Brightest blessings to you.
Anneka:
Blu has offered excellent references WITHOUT suggesting your mentally ill.
She’s given you references to advocacy agencies to explain your rights in the mental health world in UK. (YOU stated YOU were commited).
” get in touch with MIND http://www.mind.org.uk/ who will be able to answer all of your questions about how mental health services work in this country, your rights, give you lots of useful info and point you in the direction of support if you need it.”
Support….ie legal support. (your rights)
I think you have been given all advice anyone can offer.
I feel you may need to remove yourself emotionally from this to ‘hear’ what others are offering you. You may be your worst enemy, your defenses are so high.
Attorneys do not want emotions….they want facts. I sense you may be driving attorneys away based on your emotional involvement.
I can also tell you…..an attorney won’t touch this with a ten foot pole with that website info out there. It’s dirty laundry/muddy waters to them…..they want legal facts only-unemotional facts!

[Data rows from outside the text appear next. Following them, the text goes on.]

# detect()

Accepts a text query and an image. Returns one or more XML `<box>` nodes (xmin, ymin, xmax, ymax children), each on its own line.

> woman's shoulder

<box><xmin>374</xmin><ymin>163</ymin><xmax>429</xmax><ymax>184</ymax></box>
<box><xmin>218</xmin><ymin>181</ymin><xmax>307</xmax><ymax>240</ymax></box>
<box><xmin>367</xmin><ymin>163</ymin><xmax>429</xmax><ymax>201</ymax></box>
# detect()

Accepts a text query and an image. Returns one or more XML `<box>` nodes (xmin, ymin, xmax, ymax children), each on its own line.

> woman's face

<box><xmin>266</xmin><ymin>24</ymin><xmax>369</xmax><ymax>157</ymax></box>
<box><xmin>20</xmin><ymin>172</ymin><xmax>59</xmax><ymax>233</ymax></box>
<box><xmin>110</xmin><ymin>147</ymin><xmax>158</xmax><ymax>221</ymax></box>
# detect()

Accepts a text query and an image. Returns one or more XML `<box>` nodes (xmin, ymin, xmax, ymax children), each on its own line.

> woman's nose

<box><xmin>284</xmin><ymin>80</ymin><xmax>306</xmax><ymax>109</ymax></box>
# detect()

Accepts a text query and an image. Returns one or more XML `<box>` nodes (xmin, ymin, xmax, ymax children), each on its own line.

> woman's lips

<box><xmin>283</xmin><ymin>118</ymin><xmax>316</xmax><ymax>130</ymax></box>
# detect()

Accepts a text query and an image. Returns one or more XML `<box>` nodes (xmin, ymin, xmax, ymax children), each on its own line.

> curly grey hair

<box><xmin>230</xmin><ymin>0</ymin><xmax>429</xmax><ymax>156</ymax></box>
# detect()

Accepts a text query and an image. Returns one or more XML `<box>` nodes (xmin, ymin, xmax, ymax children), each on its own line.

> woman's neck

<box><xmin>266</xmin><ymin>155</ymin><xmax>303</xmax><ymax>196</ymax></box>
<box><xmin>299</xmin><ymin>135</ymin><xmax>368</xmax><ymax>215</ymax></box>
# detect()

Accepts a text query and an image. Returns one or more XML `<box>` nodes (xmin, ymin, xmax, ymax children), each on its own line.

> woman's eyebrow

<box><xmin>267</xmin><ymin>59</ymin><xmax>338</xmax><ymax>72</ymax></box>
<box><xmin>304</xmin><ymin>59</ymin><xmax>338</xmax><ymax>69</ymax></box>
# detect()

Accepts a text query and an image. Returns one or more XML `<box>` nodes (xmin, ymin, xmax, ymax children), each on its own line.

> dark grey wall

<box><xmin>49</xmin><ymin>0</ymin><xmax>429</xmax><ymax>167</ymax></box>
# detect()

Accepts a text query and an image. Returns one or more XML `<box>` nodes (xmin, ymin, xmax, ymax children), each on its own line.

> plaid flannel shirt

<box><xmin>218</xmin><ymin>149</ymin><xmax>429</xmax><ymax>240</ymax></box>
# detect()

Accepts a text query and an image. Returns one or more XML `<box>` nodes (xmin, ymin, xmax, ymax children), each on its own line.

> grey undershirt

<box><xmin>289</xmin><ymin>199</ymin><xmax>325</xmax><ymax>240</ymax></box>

Don’t hold your breath for an attorney to contact YOU based on reading your sites. Won’t happen.
I see a Libel suit coming down the pike, at very least, if you can’t ‘prove’ everything your writing on that blog.
Get the courts to monitor the executor and expose him legally…..anything else is redundant.
Good luck…..I too am out of ideas for you.
Dear Oxy, Blueskies, Anneka,
Somewhere in this story I am reminded of my Mom….
Hope all is well with everyone…I am happy to report that I feel the most back to myself…or having found the new and improved version of myself – after going through a few rough years of self-actualization (cant think of another word to describe my journey) after meeting a toxic person…as well as coming to terms/owning the potentially damaging selfless and at times selfish choices I was making …were adding to the mix! Finding the balance for me has been focusing more and more on healthier choices for myself (because I was unaware I had them as an option) and focusing on my family, my friends and those who are seeking the same kind of healthy balance in their own life…
For me personally, I had to get to know myself, my value and values, my strengths and weaknesses and MAKE CHOICES that were healthier and better for myself. Which included protecting myself – learning the tools how to do so – and knowing the reasons why (BECAUSE I MATTER TOO 🙂
Life gets just a little bit better with each phase of the healing process… its a never-ending journey but as long as we learn how to love and respect ourselves – we give ourselves the gift of protecting ourselves – from others who cant or dont know how to love/respect themselves or anyone else. We learn to move on to find like-minded people seeking a good healthy balance in their lives. xoxo
blueskies,
lovely name, by the way, i wonder how you thought of it, it speaks of a lovely summer sky, not a cloud showing.
i got this from the MIND LEGAL UNIT on the website you sent me the link for :- “We do not give advice on areas of law in which we have no specialist knowledge; for example, we do not advise on housing law, criminal law, wills and trusts, child care law, or welfare benefits.”
i dont think this would be any help to me, as you can see.
buttons,
sociopathy seems to be very well known in america, but the uk knows nothing about it whatsoever, i am in the uk, and you could say surrounded by ignorance, i never knew about it till i accessed a site in america, i forget which one now, but it was in america.
Anneka, I don’t believe that sociopathy is known in the US any more than it’s understood anywhere else in the world.
The recent developments with the Urine Vanderbloat spath is a perfect example of this. We keep hearing the words, “predatory,” “emotionless,” and “lacks feeling,” but we don’t ONCE hear newscasters or law enforcement use the phrase, “fits the profile of a sociopath.”
We do not use the word, “sociopath,” in this country EVEN when someone is diagnosed as such.